After storming the office, Pro-Russian activists burn uniforms outside the prosecutor's office in the separatist-held city of Donetsk, Ukraine, May 1, 2014.

VOA News
Ukraine’s acting president says that the Kyiv government has effectively lost control over the situation in the country’s eastern Luhansk and Donetsk regions where a number of government buildings have been taken over by pro-Russia separatists.
Oleksandr Turchynov says that Russia is now eyeing six more regions in the country’s east and south. A takeover by Russia of two such regions, if it were to take full control of Donetsk, would secure Russia’s land connection with Crimea, which it annexed last month.
The takeover of two more regions along the Black Sea coast would connect Russian mainland with Moldova’s Russian-speaking Transdniestria enclave.
Speaking Wednesday at a meeting of regional leaders in Kyiv, Turchynov operatives have received instructions from Moscow to destabilize, via "acts of sabotage," the regions of Kharkiv, Dnipropetrovsk, Kherson, Zaporizhzha, Mykolayiv and Odesa.
Kyiv says that many such operatives have received training and are being financed by Russia, a charge Moscow denies.
On full alert
Bracing for a possible invasion by Russian troops massed on the border, Turchynov says Ukraine’s military has been put "on full combat alert."
Speaking at a ministerial meeting in Kyiv on Wednesday, he said there was a real threat of Russia starting a war against Ukraine's mainland.

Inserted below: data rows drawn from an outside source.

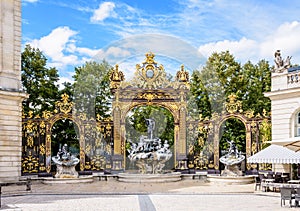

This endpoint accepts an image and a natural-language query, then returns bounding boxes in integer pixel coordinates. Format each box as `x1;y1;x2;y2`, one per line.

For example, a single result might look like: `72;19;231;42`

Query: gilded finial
145;52;155;64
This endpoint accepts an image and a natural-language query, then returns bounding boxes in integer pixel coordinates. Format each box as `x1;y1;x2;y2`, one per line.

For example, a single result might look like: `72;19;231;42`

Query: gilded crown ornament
176;65;189;82
109;64;125;89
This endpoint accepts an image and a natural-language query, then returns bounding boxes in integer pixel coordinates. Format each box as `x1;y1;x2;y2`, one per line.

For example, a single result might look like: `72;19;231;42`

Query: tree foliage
73;61;112;118
21;45;59;114
191;51;271;153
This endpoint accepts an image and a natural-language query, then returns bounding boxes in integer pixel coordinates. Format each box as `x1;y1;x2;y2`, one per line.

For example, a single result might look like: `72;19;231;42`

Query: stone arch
188;94;270;173
214;113;252;169
46;113;85;173
289;107;300;137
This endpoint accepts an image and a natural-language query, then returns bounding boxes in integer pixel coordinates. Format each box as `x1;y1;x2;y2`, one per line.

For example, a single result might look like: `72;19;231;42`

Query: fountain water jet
119;119;181;182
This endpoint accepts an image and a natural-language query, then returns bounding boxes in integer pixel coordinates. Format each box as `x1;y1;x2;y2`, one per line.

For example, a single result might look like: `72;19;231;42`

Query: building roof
247;144;300;164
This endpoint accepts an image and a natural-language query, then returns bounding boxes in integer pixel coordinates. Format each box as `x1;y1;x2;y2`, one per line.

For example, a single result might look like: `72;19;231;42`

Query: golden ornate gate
22;53;271;174
110;52;189;170
187;94;271;170
22;94;113;174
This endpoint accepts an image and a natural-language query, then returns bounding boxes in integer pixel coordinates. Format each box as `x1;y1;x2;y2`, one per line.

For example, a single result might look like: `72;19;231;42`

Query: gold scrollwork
55;93;74;114
40;143;46;155
22;151;39;173
224;94;243;114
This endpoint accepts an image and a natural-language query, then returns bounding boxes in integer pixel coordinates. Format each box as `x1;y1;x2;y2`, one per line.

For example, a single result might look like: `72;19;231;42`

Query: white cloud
29;26;78;67
23;0;39;3
198;21;300;65
260;21;300;60
91;2;115;23
199;37;257;61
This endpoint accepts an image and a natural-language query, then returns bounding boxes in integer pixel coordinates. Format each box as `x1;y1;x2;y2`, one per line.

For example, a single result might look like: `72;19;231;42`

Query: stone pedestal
55;164;78;178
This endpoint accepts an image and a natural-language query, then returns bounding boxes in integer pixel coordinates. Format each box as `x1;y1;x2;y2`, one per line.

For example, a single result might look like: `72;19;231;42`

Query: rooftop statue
273;50;292;73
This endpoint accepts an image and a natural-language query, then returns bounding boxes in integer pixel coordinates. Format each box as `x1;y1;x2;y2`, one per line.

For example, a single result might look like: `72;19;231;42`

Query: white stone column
0;0;27;181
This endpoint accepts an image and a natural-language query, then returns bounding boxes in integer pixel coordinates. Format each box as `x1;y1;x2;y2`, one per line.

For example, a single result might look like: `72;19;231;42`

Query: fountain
207;140;254;184
119;118;181;182
43;144;93;184
220;140;245;176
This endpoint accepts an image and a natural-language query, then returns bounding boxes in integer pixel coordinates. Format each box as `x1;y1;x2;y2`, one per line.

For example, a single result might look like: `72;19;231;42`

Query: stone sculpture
274;50;292;73
52;144;79;178
128;119;172;174
220;140;245;176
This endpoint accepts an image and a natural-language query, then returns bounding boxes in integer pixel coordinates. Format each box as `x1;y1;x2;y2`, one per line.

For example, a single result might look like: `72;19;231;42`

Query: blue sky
22;0;300;84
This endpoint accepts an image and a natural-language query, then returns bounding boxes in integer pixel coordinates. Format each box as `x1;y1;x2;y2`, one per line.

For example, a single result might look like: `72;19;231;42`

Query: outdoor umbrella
270;137;300;152
247;145;300;164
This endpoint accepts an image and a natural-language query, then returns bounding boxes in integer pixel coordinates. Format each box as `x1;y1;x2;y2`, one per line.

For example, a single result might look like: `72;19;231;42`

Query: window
295;112;300;136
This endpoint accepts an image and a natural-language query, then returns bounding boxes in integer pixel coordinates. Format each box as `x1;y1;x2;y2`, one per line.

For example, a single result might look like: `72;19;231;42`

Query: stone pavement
0;180;297;211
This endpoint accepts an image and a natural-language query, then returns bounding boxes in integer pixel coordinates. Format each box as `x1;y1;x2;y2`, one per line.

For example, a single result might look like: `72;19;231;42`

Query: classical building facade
265;50;300;142
265;50;300;172
0;0;27;181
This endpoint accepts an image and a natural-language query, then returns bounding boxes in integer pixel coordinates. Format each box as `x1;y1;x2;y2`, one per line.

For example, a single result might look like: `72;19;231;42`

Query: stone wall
0;0;27;181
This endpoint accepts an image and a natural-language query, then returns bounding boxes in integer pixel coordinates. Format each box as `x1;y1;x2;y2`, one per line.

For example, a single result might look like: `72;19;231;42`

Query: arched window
295;112;300;136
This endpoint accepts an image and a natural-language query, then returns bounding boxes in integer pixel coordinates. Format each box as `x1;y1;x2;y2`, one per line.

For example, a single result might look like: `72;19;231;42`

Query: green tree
242;60;271;114
21;45;59;115
73;61;112;118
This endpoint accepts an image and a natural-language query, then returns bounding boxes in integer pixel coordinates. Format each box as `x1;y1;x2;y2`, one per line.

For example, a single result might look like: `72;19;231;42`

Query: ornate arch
189;94;270;170
22;94;112;174
110;52;189;170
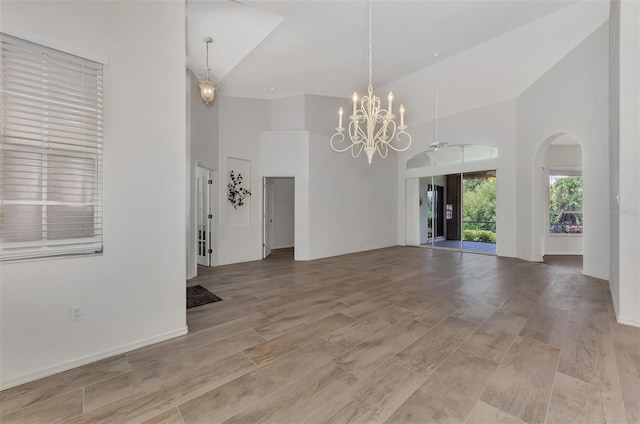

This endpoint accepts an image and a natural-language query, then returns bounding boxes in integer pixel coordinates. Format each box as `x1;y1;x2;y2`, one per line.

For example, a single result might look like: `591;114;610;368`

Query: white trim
0;326;189;390
0;25;109;66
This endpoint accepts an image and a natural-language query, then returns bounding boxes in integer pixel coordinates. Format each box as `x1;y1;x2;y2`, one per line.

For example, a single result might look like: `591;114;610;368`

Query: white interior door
262;177;273;258
196;166;213;266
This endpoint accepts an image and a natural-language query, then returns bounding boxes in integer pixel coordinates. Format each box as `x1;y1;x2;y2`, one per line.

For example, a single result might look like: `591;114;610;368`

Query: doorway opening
407;170;497;255
196;165;215;266
262;177;295;260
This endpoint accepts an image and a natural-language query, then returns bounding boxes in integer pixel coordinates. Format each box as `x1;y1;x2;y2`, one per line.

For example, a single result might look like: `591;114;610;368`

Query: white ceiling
187;0;600;98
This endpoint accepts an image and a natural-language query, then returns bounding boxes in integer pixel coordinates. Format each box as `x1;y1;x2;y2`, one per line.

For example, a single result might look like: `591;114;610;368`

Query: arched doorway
533;133;585;271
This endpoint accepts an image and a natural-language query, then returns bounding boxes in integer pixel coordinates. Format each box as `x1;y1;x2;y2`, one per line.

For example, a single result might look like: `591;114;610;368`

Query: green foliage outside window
549;175;583;234
462;178;496;243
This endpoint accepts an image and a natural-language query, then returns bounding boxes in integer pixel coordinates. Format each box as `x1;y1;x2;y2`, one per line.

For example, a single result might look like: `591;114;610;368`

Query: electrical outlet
71;305;84;321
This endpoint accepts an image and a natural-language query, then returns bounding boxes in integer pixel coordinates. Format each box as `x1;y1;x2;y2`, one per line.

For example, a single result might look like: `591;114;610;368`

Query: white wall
309;133;398;259
377;1;608;129
269;94;305;131
187;71;220;278
259;131;310;261
0;1;186;388
609;0;640;327
271;178;295;249
516;24;609;279
541;142;582;255
296;95;398;259
397;99;516;257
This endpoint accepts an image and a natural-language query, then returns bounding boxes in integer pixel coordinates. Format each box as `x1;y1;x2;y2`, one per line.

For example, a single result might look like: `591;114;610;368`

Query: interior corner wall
269;94;305;131
516;24;609;279
609;0;640;327
296;95;398;259
216;96;270;265
257;131;310;261
309;133;398;259
396;100;516;257
187;72;221;278
0;0;187;388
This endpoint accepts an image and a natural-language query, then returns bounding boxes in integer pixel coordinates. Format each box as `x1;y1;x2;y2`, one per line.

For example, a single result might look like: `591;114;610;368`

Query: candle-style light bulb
353;91;358;115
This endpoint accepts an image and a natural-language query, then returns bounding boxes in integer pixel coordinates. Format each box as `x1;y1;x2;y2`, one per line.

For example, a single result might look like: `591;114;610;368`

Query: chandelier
330;0;411;165
196;37;218;104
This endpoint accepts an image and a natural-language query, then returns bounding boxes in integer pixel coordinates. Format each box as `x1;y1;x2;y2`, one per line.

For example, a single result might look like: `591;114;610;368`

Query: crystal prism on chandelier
330;0;411;165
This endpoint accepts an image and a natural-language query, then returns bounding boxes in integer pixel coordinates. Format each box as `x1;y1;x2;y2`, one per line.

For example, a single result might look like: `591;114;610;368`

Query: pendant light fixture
330;0;411;165
196;37;218;104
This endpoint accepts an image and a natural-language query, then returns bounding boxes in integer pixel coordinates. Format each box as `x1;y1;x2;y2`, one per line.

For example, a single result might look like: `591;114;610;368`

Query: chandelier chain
205;40;211;71
329;0;411;165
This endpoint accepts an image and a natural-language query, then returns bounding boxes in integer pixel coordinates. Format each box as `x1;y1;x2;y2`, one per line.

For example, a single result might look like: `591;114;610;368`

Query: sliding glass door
407;171;497;254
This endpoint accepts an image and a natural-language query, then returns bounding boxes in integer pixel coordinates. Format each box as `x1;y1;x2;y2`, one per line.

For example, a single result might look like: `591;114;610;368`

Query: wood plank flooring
0;247;640;424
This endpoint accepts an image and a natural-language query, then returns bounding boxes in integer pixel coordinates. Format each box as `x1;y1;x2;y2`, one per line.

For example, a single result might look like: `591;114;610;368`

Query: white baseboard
0;326;189;390
616;316;640;327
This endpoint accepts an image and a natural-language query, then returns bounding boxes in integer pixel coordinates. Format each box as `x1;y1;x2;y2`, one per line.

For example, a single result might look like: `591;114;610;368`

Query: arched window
407;143;498;169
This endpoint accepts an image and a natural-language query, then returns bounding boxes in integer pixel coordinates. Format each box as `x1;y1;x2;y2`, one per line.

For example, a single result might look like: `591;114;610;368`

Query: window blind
0;33;103;261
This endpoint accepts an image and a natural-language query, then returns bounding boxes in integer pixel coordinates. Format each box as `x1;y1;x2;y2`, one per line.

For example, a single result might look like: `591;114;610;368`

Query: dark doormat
187;286;222;309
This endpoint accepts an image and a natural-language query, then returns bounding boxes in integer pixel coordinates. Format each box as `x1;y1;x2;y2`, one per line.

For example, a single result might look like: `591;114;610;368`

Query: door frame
192;161;220;268
260;175;297;259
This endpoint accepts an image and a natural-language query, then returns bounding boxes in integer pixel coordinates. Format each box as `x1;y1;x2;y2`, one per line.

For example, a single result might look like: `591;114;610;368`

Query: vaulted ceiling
187;0;608;104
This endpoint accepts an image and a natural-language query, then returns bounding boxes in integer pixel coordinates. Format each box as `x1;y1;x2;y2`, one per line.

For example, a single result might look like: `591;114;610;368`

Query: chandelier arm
349;115;367;144
351;143;364;159
374;120;395;143
329;129;352;153
376;143;390;159
388;131;411;152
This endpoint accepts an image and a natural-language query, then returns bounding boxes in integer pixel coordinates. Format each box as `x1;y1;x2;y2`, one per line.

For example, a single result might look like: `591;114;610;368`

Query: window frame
0;31;106;262
545;166;584;237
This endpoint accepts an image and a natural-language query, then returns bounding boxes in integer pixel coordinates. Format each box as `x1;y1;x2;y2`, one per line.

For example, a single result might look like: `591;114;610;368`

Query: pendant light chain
433;53;440;143
205;41;209;70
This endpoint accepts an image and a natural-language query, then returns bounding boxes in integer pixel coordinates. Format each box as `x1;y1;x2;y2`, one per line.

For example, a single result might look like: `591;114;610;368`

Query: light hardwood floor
0;247;640;424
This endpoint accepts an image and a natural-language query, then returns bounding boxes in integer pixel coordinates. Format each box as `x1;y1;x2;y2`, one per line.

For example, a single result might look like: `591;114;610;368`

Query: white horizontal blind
0;33;103;261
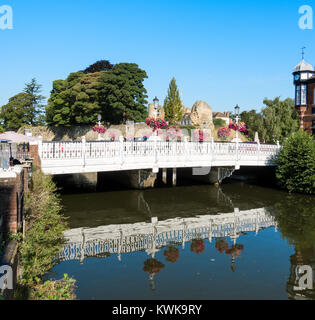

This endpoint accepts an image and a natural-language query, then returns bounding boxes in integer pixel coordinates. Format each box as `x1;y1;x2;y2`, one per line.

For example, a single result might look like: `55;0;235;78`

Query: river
47;181;315;300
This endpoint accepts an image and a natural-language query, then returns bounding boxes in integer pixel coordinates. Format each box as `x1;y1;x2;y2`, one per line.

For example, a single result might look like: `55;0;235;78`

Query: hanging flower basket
143;258;165;274
194;130;209;142
92;125;107;134
145;117;168;132
164;246;179;263
229;121;247;133
190;239;205;254
218;128;231;141
166;126;183;141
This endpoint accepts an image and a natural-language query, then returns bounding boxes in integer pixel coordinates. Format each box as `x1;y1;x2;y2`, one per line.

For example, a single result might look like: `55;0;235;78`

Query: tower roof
294;59;314;72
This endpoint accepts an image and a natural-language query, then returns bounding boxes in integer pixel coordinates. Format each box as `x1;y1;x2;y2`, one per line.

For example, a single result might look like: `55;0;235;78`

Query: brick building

A Ukrainian soldier stands guard in front of armored personnel carriers at a check point near the village of Malynivka, southeast of Slovyansk, in eastern Ukraine, April 29, 2014A Ukrainian soldier stands guard in front of armored personnel carriers at a check point near the village of Malynivka, southeast of Slovyansk, in eastern Ukraine, April 29, 2014
Moscow, meanwhile, has voiced concern over Turchynov’s statement, criticizing it as “militaristic.”
“We insist that Kyiv immediately cease its militaristic rhetoric aimed at intimidating its own population,” said a Foreign Ministry statement calling on Ukrainian authorities to start a dialogue toward national reconciliation instead.
The criticism comes as pro-Russian gunmen seized yet another administrative building in eastern Ukraine. Armed insurgents took control of the local council building in Horlivka early Wednesday, a town of more than 260,000 people. Police say the pro-Russian rebels have also overtaken the town’s regional police department.
Hundreds of pro-Russian separatists overran more Ukrainian government buildings near the Russian border earlier this week, taking control of several in the Donetsk and Luhansk regions.
The pro-Moscow rebels in Donetsk have set a referendum on secession for May 11. A similar vote last month led to Russia's annexation of Ukraine’s Crimean peninsula.
Possible reshuffle
Ukrainian Prime Minister Arseniy Yatsenyuk threatened his government on Wednesday with a reshuffle if it failed to meet the demands of the people, venting frustration with Kyiv's failure to restore law and order in the country's east.
Some critics say the central government has become all but paralyzed by infighting.
“The country demands action and results. If there is such action and results that means the government is doing its job,” Yatsenyuk told a government meeting.
“If in the near future such action and results fail to materialize, that means there will be personnel changes,” said Yatsenyuk.
He said ministers would also pass to parliament a law on conducting a nationwide poll on Ukrainian unity and territorial integrity, “those issues which concern Ukraine today,” on May 25 when Ukraine is due to hold a presidential election.